O Technion, Instituto de Tecnologia de Israel, expulsou uma das mulheres que estava estudando ciência da computação.

— É muito claro: alguém que foi libertado como parte de um acordo de reféns com o Hamas não pode estudar aqui — disse Doron Shaham, porta-voz da universidade.

Árabes em Israel

Aproximadamente um quinto dos israelenses são árabes cujas famílias estavam vivendo no que se tornaria Israel antes da fundação do Estado em 1948. Ao contrário dos refugiados palestinos que acabaram na Cisjordânia, Faixa de Gaza e países árabes vizinhos, esse grupo permaneceu em Israel e recebeu cidadania.

Embora tenham passaportes israelenses, votem e possam exercer outros direitos civis, muitos árabes israelenses acusam Israel de tratá-los como cidadãos de segunda classe e se simpatizam com os palestinos na Cisjordânia, Gaza e no Oriente Médio.

Os ataques liderados pelo Hamas contra Israel em 7 de outubro mataram mais de 1.200 israelenses, principalmente civis, e levaram 240 outros de volta a Gaza como prisioneiros, segundo autoridades israelenses. Israel respondeu lançando uma vasta campanha militar em Gaza contra o Hamas, que controla o enclave. As autoridades de saúde de Gaza afirmam que a campanha militar matou mais de 15 mil pessoas, principalmente mulheres e crianças.

Liberdade de expressão

À medida que a guerra se intensificava, a maioria das 15 mulheres fez postagens nas redes sociais que levaram à sua prisão.

Uma delas compartilhou uma piada sobre capturar uma soldado e uma postagem que dizia "Onde estavam as pessoas pedindo humanidade quando fomos mortos?" sobre fotos de crianças palestinas, segundo capturas de tela vistas pelo New York Times.

Outra mulher adicionou um emoji de coração batendo a uma postagem que dizia "Gaza hoje" com uma foto de palestinos andando em um veículo militar israelense capturado e compartilhou uma foto de palestinos rompendo uma brecha na cerca da fronteira de Gaza em 7 de outubro com um texto que dizia: "Enquanto o Exército que não pode ser derrotado estava dormindo".

Essas duas mulheres e outras 12 foram presas e acusadas de se identificarem com um grupo terrorista e outras acusações.
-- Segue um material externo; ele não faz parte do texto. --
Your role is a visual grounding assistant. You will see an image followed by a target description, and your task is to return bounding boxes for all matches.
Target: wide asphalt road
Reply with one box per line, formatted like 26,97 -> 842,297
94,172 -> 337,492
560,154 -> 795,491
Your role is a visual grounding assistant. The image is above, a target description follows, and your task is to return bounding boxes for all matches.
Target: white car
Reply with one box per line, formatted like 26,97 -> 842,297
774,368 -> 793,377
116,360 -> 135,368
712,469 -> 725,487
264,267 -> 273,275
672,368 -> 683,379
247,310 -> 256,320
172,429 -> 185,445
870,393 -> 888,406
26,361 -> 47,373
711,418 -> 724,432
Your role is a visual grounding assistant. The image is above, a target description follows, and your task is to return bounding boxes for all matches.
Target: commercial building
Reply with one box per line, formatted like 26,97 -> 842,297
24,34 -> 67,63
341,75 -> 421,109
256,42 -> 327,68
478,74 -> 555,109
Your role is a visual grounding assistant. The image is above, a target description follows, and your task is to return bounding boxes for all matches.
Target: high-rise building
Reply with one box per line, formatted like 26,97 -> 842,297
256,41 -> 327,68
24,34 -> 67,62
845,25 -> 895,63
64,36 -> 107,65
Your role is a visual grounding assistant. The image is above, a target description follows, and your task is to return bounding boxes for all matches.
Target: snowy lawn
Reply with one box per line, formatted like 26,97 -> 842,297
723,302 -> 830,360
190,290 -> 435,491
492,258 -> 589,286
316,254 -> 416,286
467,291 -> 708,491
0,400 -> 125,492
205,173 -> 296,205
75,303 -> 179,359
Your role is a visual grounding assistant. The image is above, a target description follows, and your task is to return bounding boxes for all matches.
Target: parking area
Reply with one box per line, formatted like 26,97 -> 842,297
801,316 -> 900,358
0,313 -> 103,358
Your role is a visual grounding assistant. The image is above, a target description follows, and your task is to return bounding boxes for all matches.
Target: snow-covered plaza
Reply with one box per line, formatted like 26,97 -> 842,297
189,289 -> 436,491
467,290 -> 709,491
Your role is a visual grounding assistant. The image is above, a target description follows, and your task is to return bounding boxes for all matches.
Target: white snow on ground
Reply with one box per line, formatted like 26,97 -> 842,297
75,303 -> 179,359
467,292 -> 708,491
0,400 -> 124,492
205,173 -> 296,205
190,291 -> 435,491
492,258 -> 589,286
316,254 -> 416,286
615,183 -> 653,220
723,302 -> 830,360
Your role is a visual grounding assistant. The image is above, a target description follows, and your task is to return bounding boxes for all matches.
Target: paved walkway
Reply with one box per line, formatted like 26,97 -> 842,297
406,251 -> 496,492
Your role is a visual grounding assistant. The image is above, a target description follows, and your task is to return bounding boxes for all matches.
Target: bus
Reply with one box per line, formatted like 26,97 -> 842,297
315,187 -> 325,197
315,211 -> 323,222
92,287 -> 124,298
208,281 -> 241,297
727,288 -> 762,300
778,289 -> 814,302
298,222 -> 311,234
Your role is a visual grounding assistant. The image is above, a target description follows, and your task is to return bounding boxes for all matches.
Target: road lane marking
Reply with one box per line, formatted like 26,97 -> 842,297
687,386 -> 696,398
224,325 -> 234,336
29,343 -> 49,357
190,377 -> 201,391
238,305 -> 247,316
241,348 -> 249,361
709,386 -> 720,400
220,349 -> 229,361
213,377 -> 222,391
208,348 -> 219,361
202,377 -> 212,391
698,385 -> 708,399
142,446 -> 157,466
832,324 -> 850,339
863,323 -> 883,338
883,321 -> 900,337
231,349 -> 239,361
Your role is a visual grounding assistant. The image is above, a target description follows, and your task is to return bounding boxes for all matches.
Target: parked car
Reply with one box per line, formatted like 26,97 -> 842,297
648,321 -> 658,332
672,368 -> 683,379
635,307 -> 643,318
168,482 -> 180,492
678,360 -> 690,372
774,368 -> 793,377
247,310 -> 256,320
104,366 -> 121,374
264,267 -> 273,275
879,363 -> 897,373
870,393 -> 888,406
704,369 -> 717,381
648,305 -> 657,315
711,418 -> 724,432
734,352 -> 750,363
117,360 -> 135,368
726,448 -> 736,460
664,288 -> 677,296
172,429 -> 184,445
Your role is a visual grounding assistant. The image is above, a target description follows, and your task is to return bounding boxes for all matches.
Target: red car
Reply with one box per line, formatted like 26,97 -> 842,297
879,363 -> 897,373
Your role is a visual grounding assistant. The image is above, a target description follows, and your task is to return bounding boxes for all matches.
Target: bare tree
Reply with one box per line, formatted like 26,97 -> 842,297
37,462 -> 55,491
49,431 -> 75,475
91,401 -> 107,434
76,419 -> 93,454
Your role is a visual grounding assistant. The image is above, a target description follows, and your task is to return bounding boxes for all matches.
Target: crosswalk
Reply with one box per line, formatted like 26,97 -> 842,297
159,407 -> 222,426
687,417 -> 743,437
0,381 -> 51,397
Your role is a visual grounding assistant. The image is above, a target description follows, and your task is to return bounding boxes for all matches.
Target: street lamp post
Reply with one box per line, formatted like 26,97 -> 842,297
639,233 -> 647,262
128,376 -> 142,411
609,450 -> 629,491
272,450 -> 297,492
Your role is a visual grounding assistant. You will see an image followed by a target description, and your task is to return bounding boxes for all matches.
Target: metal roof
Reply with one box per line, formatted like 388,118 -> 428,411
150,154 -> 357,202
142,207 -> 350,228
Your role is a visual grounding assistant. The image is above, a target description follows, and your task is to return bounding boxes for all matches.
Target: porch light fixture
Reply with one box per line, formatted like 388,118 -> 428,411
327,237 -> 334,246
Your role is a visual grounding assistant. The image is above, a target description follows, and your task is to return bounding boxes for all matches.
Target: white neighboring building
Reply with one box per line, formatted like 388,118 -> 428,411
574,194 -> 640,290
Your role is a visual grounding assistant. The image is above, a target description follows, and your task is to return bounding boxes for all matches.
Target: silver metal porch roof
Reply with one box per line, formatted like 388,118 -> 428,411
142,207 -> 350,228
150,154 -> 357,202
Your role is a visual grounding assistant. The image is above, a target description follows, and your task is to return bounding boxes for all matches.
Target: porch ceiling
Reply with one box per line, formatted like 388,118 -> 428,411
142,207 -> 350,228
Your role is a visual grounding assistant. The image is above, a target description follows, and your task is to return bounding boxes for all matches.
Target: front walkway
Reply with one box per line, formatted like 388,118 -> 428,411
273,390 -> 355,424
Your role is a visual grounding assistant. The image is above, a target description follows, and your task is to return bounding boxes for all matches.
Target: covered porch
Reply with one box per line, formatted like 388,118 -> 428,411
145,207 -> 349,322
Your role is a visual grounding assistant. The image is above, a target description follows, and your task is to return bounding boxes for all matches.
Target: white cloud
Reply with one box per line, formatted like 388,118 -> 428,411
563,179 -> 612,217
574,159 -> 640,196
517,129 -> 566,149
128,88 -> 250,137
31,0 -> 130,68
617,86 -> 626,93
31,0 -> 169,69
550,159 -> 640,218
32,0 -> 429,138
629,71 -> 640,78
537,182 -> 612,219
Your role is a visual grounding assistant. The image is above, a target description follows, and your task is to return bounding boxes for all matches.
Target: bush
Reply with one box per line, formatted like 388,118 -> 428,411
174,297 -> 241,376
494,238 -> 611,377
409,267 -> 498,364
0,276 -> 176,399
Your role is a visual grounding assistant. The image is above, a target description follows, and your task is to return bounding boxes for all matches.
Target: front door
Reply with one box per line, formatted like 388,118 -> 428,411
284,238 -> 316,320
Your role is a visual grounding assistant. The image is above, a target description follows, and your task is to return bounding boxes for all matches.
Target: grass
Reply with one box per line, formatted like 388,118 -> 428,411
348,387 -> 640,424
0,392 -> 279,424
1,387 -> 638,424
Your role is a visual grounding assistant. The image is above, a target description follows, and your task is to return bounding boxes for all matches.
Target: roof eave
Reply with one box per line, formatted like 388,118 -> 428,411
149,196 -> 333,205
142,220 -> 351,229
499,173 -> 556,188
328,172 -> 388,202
Outra mulher havia sido detida anteriormente por acusações, incluindo tentativa de homicídio e identificação com um grupo terrorista, mas não havia sido condenada por nenhum crime.

Em 24 de novembro, Israel e o Hamas concordaram com o cessar-fogo que duraria uma semana e permitiria a libertação de 105 reféns de Gaza, principalmente mulheres e crianças, em troca de 240 mulheres e menores de idade palestinos detidos por Israel. A maioria dos palestinos libertados era da Cisjordânia e de Jerusalém Oriental, mas a lista também incluía as 15 cidadãs israelenses.

Zoabi, a advogada, disse que Israel evitava há muito tempo permitir que seus cidadãos árabes fossem representados por grupos palestinos, incluindo o Hamas, em tais acordos, e não estava claro por que o governo agiu de maneira diferente desta vez.

David Becker, porta-voz do primeiro-ministro Benjamin Netanyahu, se recusou a comentar sobre a libertação das mulheres.

O governo não perguntou às mulheres ou a seus advogados se elas queriam ser incluídas no acordo, nem respondeu aos pedidos de seus advogados para mantê-las fora dele, disse Zoabi. Assim como os outros advogados entrevistados, Zoabi queria defender sua cliente no tribunal por atos que ela chamou de "definitivamente dentro dos limites de sua liberdade de expressão".

As mulheres e seus advogados também temiam que serem libertadas sob um acordo negociado pelo Hamas pudesse prejudicar suas vidas.

— Eu escrevi que minha cliente não queria ser libertada do acordo com o Hamas — disse Ahmad Massalha, outro advogado representando uma das mulheres. — Ser rotulada como afiliada ao Hamas é pior do que qualquer punição que o tribunal teria dado.